O movimento de resistência civil respondeu declarando autonomia cidade após cidade, cavando valas e construindo barricadas numa tentativa de manter o exército afastado.
Entretanto, em Ancara, 102 pessoas foram mortas no bombardeamento de uma manifestação pela paz em 10 de Outubro. Mais uma vez a polícia foi acusada de conluio.
Nas eleições de Novembro de 2015, a votação do HDP caiu devido ao clima de medo, mas ainda assim ultrapassou os 10 por cento.
O futuro da revolução
Tax destaca a importância da solidariedade com a revolução. Ela cita David Graeber, que diz:
Não creio que haja qualquer garantia de que isto irá resultar no final, de que não será esmagado, mas certamente não [terá sucesso] se todos decidirem antecipadamente que nenhuma revolução é possível e se recusarem a fazê-lo. dar para dar apoio ativo…. (pág. 260)
A própria Tax diz: “Estou entusiasmada com Rojava porque as pessoas de lá estão tentando algo novo e as mulheres estão no centro de tudo”. (pág. 260)

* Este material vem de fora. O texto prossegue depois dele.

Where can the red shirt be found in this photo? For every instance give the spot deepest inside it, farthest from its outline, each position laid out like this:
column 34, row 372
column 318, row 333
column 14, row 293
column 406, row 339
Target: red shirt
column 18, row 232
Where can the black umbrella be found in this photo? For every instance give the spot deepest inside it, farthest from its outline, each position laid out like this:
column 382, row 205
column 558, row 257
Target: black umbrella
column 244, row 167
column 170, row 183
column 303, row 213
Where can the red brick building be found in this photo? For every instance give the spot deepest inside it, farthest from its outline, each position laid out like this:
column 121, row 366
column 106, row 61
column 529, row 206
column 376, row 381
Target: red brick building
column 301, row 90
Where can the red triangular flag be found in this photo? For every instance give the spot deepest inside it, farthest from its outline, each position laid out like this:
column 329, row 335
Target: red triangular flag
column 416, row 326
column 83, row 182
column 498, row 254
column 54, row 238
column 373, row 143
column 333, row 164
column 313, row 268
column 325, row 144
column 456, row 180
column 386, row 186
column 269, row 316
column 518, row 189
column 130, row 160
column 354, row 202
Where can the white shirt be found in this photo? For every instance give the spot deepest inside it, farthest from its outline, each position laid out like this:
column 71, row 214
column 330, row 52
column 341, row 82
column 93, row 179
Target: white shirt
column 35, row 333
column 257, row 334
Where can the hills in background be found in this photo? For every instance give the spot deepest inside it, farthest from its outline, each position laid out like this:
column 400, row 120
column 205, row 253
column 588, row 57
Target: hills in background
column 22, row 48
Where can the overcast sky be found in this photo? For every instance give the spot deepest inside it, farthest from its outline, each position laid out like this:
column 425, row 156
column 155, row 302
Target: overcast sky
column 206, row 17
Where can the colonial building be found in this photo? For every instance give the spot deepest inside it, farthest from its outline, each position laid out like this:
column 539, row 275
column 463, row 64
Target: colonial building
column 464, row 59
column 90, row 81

Ao mesmo tempo, ela está consciente da enorme dificuldade de fazer uma revolução democrática em condições de guerra. Ela também ainda está um pouco desconfiada do PKK, apesar do seu compromisso com a democracia:
Para mim, existem contradições inerentes à tentativa de interligar uma organização partidária de cima para baixo, como o PKK, com a política democrática de base, de base, das comunas e dos conselhos. O que acontece quando surgem diferenças de opinião? Em condições de paz, estas diferenças podem ser resolvidas… Mas em condições de guerra, um partido disciplinado e uma estrutura de comando militar prevalecerão provavelmente na maioria dos casos.
Por outras palavras, enquanto a guerra continuar, as vozes dos líderes militares do PKK em Qandil provavelmente prevalecerão sobre as vozes dos políticos civis como Leyla Zana e Selahattin Demirtas [um líder do HDP]….
Não quero dizer que a democracia seja impossível em condições de guerra. Mas é mais provável que prospere em condições de paz, quando todas as diferenças de opinião, afiliações e interesses materiais puderem vir à tona, sem serem constrangidas pela necessidade de unidade contra um inimigo externo. Por outro lado, qualquer sociedade revolucionária será provavelmente ameaçada do exterior, pelo que ainda haverá pressão para se conformar, mesmo que não esteja em curso uma guerra de tiros…
Existem razões, baseadas em revoluções passadas, para temer o pior e há razões para acreditar que, tal como todos nós, os Curdos aprenderam com estas revoluções passadas e estão à procura de um caminho diferente. (pág. 261-2)
Portanto, o futuro ainda é incerto. É “um caminho imprevisto”.